Destiny and a Vision

By A.Z. JOLICCO CUADRA
September 13, 2009, 1:42pm

Art’s truth is: by the time the artist is 20, his vision is formed. There, these tendencies rule: to be apodictic, to be autarkic, to have autarchy—translated, for his vision to be necessarily true, self-sufficient, he must have absolute power over his vision!

This truth truthfully revealed itself in the early telling canvasses of Pablo Baens-Santos. In 1979, I wrote about their being “Sty In The Eye Of Society,” captivated by the sly shy sensitive slashes of the greenhorn artist at the whole social fabric. The intellectual baptized it “social realism,” not realizing that art by itself is already socially relevant and realistic (tiresome shibboleths). The artist’s act of creation is by itself a criticism of society. Which has nothing like “the social stench of the barungbarong”, popular petty “booboisie” jingoism of our time. Quite a number of artists painted this jingoism that only showed lack of vision and no imagination. Not Baens-Santos. He already showcased then the first glimmerings of his vision: an original, personal idiom all his own.

Now today, his vision matured.  He paints  outstanding paintings like “Baboons”, “Babae2”, “Kalinga3”, “Pork Cong2”, “Kahubdan”, “Queen Kong” from his latest work. In his early years, the deftness of touch was provocative enough to make you see the substance and essence of his vision. The sure hand of skill was getting formed. Now today, the sureness of confident skill and mastery of form manifest themselves in clear-cut terms.

Baens-Santos inhabits his work—his art has its own unique character, its depth, sensitivity, and style apparent. The artistic vision has remained the same, only the years have expanded and enlarged it. It’s now more defined and refined, his skills as artist, craftsman, painter have sharpened, honing distinctively his artistic statements.

In maturity, his work has become a seamless coming together of vision, technique, and craft. The artistic rendition has become skillful aims at virtuosity, enabling the artist to show what he wants seen.

He decodes his own vision, impacts his impressions of debased life—it’s what compels him most to paint—making it pictorial.
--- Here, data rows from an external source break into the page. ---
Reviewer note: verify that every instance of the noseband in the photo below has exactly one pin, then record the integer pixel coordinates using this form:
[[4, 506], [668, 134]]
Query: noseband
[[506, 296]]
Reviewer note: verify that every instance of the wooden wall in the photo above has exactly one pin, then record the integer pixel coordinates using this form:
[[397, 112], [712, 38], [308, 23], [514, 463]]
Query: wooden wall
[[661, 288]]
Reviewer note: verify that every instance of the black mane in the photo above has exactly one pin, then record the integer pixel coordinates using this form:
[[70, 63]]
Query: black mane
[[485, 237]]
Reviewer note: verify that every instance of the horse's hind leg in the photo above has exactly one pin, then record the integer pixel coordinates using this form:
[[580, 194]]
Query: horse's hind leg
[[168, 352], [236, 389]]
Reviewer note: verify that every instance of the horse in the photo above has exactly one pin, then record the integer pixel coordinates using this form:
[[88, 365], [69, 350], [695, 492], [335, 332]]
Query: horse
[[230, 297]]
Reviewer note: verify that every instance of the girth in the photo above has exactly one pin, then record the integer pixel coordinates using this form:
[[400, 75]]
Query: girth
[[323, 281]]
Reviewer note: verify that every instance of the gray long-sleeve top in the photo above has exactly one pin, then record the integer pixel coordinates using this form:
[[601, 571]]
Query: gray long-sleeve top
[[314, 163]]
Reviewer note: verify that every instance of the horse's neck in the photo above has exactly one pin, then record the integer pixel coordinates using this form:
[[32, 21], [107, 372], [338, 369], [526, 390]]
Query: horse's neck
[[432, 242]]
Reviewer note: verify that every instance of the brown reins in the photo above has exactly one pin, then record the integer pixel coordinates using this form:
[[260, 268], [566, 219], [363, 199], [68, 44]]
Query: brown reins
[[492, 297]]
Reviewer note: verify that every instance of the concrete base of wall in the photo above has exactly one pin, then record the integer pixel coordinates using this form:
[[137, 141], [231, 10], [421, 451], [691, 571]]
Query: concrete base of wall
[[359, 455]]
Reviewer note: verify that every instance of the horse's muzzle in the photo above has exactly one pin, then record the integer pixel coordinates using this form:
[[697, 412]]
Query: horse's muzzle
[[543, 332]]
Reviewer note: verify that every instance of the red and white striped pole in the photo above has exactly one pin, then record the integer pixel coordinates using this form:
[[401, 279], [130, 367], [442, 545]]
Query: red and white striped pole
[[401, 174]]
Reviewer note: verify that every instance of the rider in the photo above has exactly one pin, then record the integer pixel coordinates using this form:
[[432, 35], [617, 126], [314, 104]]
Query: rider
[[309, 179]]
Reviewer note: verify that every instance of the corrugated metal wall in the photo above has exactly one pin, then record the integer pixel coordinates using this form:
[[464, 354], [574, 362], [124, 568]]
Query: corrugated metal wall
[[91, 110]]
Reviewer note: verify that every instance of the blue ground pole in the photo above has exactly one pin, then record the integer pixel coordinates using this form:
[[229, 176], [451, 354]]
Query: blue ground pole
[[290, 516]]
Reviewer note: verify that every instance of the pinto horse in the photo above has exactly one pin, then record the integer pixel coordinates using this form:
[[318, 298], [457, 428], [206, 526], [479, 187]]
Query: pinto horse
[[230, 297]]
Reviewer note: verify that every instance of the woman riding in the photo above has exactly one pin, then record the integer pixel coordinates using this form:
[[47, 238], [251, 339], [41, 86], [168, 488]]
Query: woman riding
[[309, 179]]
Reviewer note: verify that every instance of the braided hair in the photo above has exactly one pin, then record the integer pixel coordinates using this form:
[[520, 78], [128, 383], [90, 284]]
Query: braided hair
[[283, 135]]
His triumphal success with his wrestling with form and image hints of the sign of the successful artist—who knows—a great one.

What separates him from the other artists of the same genre is his Colors so that despite the grimness, morbidity, and baseness of life he paints, something in his wise use of colors, like red and blue, uplifts.

Take “Baboons.” What you see is not what you get. Something pricks your conscience. The picture resembles Congress’s Session hall, with our flag and the House Speaker in the background; in front cavorting wildly the monkeys! Are you angered by it?  Baens-Santos satirizes, mocks, and disdains these pitiable slices-of-life; but a smile hides behind them all and you don’t condemn, you’re amused and the question pops up; where’s the Almighty in all this? He doesn’t sentimentalize and ask for your pity. He wants you to feel! Don’t weep. He gives you food for thought. In fact that’s what his work does.

Always the personage painted, like the one in “Pork Cong2,” holds your attention. So you unravel why. Or like "Kahubdan," naked mother and child. Thinking about it transcends their nudity. His choice of colors uplifts. It just doesn’t stop there  even in the most painful sight of life.

Life after all is not just made up of negative or positive, the horizontal or vertical existence but balanced; and they are both there in his paintings. He uses "red” and “blue” indicative of “lifefulness” and nobility so that even dire poverty painted asks the question, 'Is life just that?'

There’s something sacred and religious about his paintings underlining the artist’s heretical faith, not in any one religion’s sense, but in the sense that the artist has seen and was smitten by the hidden ugly and beautiful faces of real life. His paintings indeed are iconic like Byzantine sacred and religious paintings; only his are profane but uplifting and spiritual. There is, in his work, dignity in every human situation. His vision is his very own. They are trustfully, truthfully “Filipino,” you deem them that.  In theme, essence, purity of purpose—well, life and living in this shameless existence we call “social realism.”

What if the social conditions of the Filipinos now change, so that grimness, desolation, and depravity disappear, and instead happiness and contentment surface, will Baens-Santos still continue to paint and just as successfully!